Announcements for Physics 752 (Prof. Agashe) - Spring 2014

 

 

(0). For all homeworks, please read carefully the statements of problems, especially since notes/hints have been given in many places.                          

 

(1). Details of term paper to be written/presented by you are here.

 

Tentatively, we will have presentations of term paper on May 19 (Monday) and if needed on May 20 (Tuesday) and the actual term paper will be due Wednesday, May 21.

 

(2).  The last two HWs:  9 and 10 (on Standard Model phenomenology) have been assigned here and are due on Monday, May 19.

 

Some comments on previous HWs:

 

(i) Note that in HW 4.2, you are to study only the case of vector-like coupling of electron to photon.

 

(ii) zeta-zeta scattering in exercise 13.14 from LP (HW 3.3) means 2 zetas in both initial and final state, just like eta-zeta scattering in HW 3.4 (i.e., Fig. 13.2, exercise 13.15 from LP) means zeta and eta in both states).

 

(iii) Some comments have been added to HW 5.2.1 and 5.3.3, but there is no change in what you are actually supposed to do

here.

 

(iv) HW 8.5 is somewhat complicated/long, but several hints are given along the way.

 

(3).
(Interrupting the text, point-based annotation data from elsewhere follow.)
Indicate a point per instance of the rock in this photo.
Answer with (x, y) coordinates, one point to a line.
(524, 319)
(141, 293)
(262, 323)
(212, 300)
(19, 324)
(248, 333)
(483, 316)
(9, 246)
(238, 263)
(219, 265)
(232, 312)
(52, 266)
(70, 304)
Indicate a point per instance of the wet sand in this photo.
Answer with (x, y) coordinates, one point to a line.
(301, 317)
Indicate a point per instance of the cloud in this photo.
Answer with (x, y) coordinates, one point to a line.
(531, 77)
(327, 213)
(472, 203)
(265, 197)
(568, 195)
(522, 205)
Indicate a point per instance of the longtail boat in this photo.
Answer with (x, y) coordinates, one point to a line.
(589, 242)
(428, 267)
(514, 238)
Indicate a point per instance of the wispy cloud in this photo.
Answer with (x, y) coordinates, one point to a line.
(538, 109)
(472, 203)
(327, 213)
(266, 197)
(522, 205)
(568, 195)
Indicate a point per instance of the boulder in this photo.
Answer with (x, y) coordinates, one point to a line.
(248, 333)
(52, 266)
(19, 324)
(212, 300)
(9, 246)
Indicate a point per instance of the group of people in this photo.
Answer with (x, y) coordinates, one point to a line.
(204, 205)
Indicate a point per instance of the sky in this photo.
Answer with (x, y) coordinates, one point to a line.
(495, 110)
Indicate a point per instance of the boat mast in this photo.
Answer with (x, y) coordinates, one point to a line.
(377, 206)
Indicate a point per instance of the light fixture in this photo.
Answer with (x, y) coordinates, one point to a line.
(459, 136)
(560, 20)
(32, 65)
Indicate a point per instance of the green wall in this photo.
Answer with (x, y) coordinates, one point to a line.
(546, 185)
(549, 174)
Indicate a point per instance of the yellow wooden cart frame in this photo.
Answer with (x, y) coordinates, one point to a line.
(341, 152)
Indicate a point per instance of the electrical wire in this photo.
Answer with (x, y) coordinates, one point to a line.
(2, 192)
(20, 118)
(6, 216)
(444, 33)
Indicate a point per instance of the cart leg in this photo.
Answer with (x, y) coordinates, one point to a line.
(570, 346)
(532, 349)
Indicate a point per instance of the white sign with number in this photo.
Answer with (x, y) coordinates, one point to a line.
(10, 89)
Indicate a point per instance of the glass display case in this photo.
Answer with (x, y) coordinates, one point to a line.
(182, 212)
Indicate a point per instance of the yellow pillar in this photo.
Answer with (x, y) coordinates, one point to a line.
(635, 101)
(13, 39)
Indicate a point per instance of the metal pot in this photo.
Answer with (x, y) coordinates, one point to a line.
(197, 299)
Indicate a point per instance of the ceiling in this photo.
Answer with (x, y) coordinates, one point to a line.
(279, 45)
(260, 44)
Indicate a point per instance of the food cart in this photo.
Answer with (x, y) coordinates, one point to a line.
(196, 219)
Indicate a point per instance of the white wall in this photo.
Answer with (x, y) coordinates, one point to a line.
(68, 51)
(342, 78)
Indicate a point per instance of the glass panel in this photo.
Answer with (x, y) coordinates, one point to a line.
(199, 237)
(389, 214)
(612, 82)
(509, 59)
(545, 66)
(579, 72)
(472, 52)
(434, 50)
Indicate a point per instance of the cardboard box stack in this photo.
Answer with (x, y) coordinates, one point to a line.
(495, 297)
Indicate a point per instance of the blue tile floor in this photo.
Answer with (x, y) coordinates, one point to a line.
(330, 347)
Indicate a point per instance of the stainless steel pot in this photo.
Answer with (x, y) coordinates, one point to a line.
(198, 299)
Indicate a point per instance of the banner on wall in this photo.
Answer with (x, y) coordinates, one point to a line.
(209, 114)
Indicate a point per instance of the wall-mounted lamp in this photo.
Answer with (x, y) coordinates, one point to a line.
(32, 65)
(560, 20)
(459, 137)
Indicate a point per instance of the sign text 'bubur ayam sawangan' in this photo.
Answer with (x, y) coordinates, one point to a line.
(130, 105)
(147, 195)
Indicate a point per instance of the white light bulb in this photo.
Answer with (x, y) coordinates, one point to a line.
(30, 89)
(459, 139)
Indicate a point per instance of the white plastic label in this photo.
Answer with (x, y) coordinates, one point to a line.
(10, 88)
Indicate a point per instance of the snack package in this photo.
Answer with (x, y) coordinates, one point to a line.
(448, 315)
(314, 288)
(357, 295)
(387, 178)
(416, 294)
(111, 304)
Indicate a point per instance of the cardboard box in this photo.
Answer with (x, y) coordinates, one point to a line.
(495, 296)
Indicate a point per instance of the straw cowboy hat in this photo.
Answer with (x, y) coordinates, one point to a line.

There will an extra lecture on Friday, May 2 at 11 am.

 

(4). Solutions to HW 1 through 4 are now posted here.

 

(5). Plan for lectures starting April 14: we will use the 3 QFT topics that we studied so far to first construct the standard model and then study its phenomenology

(based on chapter 15 of LP, supplemented by other references that I will give as we go).

 

The topic that we finished just before was non-abelian gauge theories:

 

- first, we will consider global symmetries (sec. 13.2 of LP), , including their spontaneous breaking (sec. 13.4.3)

 

- then we will gauge these symmetries and discuss the classical theory (sec. 14.1 to 14.4 of LP)

 

- finally, quantization of non-abelian gauge theories will be studied (sec. 14.5 of LP)

 

The even earlier topic of Higgs mechanism is needed for describing weak (nuclear) force within the SM: the outline here was

 

- first, we will discuss spontaneous breaking of a global symmetry (section 13.4 of LP).

 

- above model will be shown to have massless scalar particle (called Nambu-Goldstone boson): we will discuss nature of its Interactions (section 13.5 of LP).

 

- finally, gauge the above global symmetry section 13.6 of LP) to find that the corresponding gauge boson acquires mass (and Nambu-Goldstone boson "goes away") and theory remains  

renormalizable.

 

Finally, the 1st QFT topic was renormalizability of QED, based on chapter 12 of LP,

 

(6). Please try to print and fill out the feedback survey here and return it to me (without your name on it) during lecture: this is just to help me improve teaching: thank you very much in advance for doing this!

 

(7). A few of notes have been posted:

 

(i) The argument form Weinberg's QFT book about why a superposition of the 2 minima for a discrete symmetry model [sec. 13.4.1 and Fig. 13.1 (b) of LP] is not the ground state is here.

 

 (ii) In the lecture on March 24, I discussed the relation between the models with explicit gauge boson mass term vs. spontaneous breaking, involving fermion-coupled to gauge boson in 2 ways  (what I called "closing the circle"). This issue is somewhat subtle and so (detailed) notes are posted here.

 

(iii) Calculation of decay of Z boson into fermion and anti-fermion is here.

 

(iv) Electron-positron annihilation into muon and anti-muon is here.